When young Joshua Barker sees Santa take a shovel to the head, he desperately prays for a Christmas miracle. Archangel Raziel has been assigned (okay well Michael was, but Raziel won it in a card game) to perform a Christmas miracle, but unfortunately for Josh Raziel doesn't have the brightest halo in the bunch. Before you can say 'Merry Christmas' Raziel had botched his mission and sent the residents of Pine Cove heading into Christmas chaos.
I've never read anything by Christopher Moore before, but this sounded so funny I had to pick up a copy. I'd heard Christopher Moore's writing described as a ruder Terry Pratchett, and having read this I definitely agree. The humour within this book is similar to Terry Pratchett in that it is sarcastic and quite dark at times, although Christopher Moore does take the jokes that little bit further. There is a note at the front of the book that sums up the writing style perfectly and reads: "If you're buying this book as a gift for your grandma or a kid, you should be aware that it contains cuss words ss well as tasteful descriptions of cannibalism and people in their forties having sex.
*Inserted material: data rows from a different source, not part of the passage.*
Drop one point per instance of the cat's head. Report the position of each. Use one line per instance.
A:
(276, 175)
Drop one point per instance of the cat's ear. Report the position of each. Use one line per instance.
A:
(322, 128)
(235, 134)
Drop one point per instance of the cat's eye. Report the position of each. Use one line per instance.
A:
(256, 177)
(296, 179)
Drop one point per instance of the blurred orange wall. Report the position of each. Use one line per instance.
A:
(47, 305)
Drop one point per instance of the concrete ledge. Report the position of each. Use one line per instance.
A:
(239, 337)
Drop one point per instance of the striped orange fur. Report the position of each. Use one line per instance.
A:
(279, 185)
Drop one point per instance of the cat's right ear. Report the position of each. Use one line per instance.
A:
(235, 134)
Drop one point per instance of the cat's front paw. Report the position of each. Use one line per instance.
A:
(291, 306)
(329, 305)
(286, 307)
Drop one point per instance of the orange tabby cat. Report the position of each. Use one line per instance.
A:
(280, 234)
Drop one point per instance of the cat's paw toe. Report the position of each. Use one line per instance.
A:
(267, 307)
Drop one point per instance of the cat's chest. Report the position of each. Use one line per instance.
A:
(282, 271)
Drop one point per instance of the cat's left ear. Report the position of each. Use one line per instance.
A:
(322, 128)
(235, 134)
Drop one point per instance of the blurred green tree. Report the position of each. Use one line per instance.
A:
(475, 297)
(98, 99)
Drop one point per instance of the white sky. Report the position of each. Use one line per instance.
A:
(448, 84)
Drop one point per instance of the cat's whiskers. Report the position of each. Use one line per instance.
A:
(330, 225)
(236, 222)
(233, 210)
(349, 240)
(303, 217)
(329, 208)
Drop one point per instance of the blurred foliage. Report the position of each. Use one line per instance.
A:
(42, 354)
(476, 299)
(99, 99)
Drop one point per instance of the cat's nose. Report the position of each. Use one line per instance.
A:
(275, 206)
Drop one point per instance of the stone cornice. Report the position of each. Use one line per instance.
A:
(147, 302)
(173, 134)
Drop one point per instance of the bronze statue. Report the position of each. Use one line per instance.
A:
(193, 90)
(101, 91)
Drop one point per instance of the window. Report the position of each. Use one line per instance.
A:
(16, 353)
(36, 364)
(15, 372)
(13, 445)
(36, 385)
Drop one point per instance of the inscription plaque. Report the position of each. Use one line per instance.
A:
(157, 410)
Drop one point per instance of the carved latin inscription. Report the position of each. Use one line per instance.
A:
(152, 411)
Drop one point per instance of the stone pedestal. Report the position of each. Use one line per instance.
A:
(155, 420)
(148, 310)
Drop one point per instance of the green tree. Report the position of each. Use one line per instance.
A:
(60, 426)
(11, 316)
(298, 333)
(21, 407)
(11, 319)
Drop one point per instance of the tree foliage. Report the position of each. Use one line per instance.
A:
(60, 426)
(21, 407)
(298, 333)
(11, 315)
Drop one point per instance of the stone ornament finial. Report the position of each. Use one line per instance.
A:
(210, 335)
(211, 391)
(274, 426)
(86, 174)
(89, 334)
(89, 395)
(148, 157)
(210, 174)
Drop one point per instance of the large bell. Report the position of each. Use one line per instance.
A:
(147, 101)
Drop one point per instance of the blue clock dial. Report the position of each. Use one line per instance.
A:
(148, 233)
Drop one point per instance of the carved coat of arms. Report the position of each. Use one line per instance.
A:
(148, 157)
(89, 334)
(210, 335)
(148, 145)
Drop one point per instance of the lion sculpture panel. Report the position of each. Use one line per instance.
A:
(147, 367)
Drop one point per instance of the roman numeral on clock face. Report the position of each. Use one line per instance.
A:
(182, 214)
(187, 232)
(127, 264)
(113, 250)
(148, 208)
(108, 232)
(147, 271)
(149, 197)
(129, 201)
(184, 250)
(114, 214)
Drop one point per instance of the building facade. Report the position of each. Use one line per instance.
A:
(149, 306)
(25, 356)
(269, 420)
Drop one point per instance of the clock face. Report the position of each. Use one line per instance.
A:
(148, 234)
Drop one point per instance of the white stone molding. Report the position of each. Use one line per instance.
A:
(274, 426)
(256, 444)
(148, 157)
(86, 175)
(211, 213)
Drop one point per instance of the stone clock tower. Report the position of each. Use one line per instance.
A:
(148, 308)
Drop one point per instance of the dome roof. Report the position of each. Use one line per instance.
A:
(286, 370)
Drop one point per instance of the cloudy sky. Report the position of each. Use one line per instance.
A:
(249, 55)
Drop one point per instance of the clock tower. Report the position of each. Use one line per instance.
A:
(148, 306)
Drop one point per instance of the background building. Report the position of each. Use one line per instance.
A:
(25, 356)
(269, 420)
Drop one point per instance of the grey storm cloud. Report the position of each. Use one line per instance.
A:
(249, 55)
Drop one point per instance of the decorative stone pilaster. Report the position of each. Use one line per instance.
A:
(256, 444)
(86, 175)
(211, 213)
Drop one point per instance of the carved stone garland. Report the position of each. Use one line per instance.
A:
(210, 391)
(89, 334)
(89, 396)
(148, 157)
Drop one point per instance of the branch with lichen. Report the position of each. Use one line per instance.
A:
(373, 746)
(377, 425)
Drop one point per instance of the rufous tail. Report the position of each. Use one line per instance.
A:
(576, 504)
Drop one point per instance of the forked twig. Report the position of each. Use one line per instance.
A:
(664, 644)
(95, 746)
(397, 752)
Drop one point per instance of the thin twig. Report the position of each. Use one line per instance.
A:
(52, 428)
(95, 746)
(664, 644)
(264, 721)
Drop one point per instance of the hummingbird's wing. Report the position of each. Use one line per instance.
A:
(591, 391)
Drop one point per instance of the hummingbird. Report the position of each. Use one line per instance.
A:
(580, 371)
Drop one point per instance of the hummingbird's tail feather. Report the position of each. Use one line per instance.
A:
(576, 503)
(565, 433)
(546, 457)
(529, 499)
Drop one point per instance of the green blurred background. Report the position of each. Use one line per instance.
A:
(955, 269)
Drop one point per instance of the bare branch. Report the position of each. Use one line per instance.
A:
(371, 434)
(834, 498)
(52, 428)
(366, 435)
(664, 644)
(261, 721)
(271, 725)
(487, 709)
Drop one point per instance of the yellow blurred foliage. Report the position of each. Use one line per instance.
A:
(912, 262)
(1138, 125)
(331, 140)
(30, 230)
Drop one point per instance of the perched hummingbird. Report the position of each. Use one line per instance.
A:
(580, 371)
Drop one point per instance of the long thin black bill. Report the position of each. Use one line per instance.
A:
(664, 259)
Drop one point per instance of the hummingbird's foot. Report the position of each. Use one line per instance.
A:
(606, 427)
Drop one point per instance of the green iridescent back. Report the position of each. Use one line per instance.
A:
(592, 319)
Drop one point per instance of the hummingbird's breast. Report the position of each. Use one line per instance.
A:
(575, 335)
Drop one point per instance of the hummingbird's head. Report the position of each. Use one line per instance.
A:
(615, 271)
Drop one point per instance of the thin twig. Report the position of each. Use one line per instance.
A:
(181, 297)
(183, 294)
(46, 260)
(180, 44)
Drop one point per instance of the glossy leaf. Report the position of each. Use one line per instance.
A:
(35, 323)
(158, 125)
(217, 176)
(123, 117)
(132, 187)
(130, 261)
Don't blame me. I told you."
In terms of the story itself, this is a great break from the usual saccharine Christmas fare (not that I don't enjoy that). IKEA obsessed zombies, talking fruit bats, bizarre experiments, dense angels and nutty retired actresses make for a hilarious read. Yes it's a little dark and disturbing at times, but sometimes black humour is exactly what you want.
Apparently several of the characters have appeared in Christopher Moore's other books, but I didn't feel like I'd really missed out on anything by not reading them. There is quite a wide cast of characters here, and I'm impressed that they were all quite well developed. However my favourite characters are Molly (a slightly nuts retired actress), Skinner (the dog) and Roberto (the talking fruit bat - who wears ray bans!)
All in all this is a dark and funny Christmas read, well worth picking up if you want a break from the 'oh so sweet' usual Christmas fare. I'll definitely be keeping my eye out for some of Christopher Moore's other books.